И вот ценою колоссальных усилий, творческих лишений, (утешала мысль, что только свой театр даст настоящее искусство) она добилась желанной цели. С открытием собственного театра она вступила на путь настоящей борьбы. Комиссаржевская создавала театр не для пущей славы (большей, казалось, и желать невозможно). Но слишком часто за прошедшие годы ей случалось вступать в компромиссы. То официальный режим императорской сцены или, того хуже, — посредственная антреприза да скучные провинциальные труппы. И следовало мириться со многим ради главного — возможности творить. Как художник, она не могла не понимать всей пагубности компромиссов. Свой театр мог устранить самую почву для сделок с совестью. Коллективное усилие должно было приблизить ее к тому искусству, о котором мечталось.
Нечего и говорить о том, что театр Комиссаржевской не мог стать собранием случайных актеров с кассовым репертуаром. Когда был решен вопрос материальный и шесть пайщиков (В. Ф. Комиссаржевская, К. В. Бравич, М. С. Завойко, Ф. Ф. Комиссаржевский, {92} Н. А. Попов, Н. Д. Красов) внесли необходимую сумму — около 70 тысяч рублей, встал вопрос о художественных задачах нового дела.

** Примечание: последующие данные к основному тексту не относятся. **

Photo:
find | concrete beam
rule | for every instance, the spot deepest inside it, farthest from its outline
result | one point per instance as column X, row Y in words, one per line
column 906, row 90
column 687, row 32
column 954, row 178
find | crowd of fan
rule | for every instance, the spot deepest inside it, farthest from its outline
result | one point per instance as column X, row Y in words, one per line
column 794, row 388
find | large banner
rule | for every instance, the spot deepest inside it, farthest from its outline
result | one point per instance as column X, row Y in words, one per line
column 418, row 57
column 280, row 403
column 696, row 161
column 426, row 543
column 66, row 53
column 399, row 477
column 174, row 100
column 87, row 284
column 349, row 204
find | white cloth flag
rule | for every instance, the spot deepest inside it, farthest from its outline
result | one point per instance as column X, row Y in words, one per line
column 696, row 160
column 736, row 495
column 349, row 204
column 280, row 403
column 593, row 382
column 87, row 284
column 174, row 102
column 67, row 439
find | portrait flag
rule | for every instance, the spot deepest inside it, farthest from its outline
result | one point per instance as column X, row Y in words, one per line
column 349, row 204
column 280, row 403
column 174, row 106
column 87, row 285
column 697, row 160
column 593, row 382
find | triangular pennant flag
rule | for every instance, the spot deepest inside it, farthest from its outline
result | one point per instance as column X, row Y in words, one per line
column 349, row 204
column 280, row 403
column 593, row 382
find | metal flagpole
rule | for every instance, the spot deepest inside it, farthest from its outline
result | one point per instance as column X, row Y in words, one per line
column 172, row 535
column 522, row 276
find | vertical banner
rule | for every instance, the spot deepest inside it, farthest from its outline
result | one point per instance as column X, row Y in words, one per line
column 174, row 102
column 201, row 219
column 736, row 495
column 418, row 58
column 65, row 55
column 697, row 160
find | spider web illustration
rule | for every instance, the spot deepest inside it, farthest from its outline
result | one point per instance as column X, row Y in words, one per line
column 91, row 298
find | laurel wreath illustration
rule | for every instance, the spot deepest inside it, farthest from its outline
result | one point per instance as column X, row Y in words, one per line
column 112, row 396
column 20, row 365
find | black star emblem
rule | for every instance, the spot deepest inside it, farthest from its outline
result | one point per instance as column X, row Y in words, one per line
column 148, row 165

Комиссаржевская хотела найти пьесы, где протест звучал бы впрямую. Не робкое касание этой темы, а разговор в полный голос, силой которого была бы идейная и художественная убедительность. Вместе с театром надо было преодолеть темы отчаяния, безысходности, усилить протестантский, как говорили современники, смысл страданий; утвердить революционное содержание современной жизни, поднять философские вопросы современности. В сфере этих высоких идей нельзя было забыть о человеке, о его победах и потерях. Актриса надеялась идейно и эстетически обновить лирическую тему. Найти ей место в новой жизни. Таким представлялся Комиссаржевской репертуар театра. Столь же принципиально следовало произвести отбор труппы.
Практически же громада замыслов Комиссаржевской воплотилась в формы уже известные, повторив то, что было открыто Московским Художественным театром. Создание нового сценического коллектива в XX веке требовало прежде всего режиссера-новатора, которого у Комиссаржевской не было. Приглашенные в драматический театр режиссеры Н. А. Попов, И. А. Тихомиров, А. П. Петровский, Н. Н. Арбатов принадлежали по настроению к художественникам. На деле это означало их творческую ограниченность и способность следовать пусть лучшим, но чужим образцам.
Революция, произведенная Художественным театром, доказала эстетическую несостоятельность старого сценического искусства. Однако прямые подражания не могли быть плодотворны. Не случайно замыслы Станиславского о создании филиалов МХТ в провинции не осуществились. Такой путь образования театров был бы административной мерой искусства. Но характерно, что лучшие новые театры того времени поначалу шли след в след за Станиславским.
Товарищество Новой Драмы, основанное Мейерхольдом, в первом сезоне 1902/03 года целиком повторило принципы МХТ. Исторически этот путь подражания был неизбежен, ибо слишком велик был авторитет художественников. Но через год, поняв неплодотворность повторения, Мейерхольд займется поисками новой театральной эстетики. Комиссаржевской понадобилось два года, чтобы понять, что нельзя считать творческим принципом повторение задач своего старшего московского собрата. Пока актриса надеялась и верила.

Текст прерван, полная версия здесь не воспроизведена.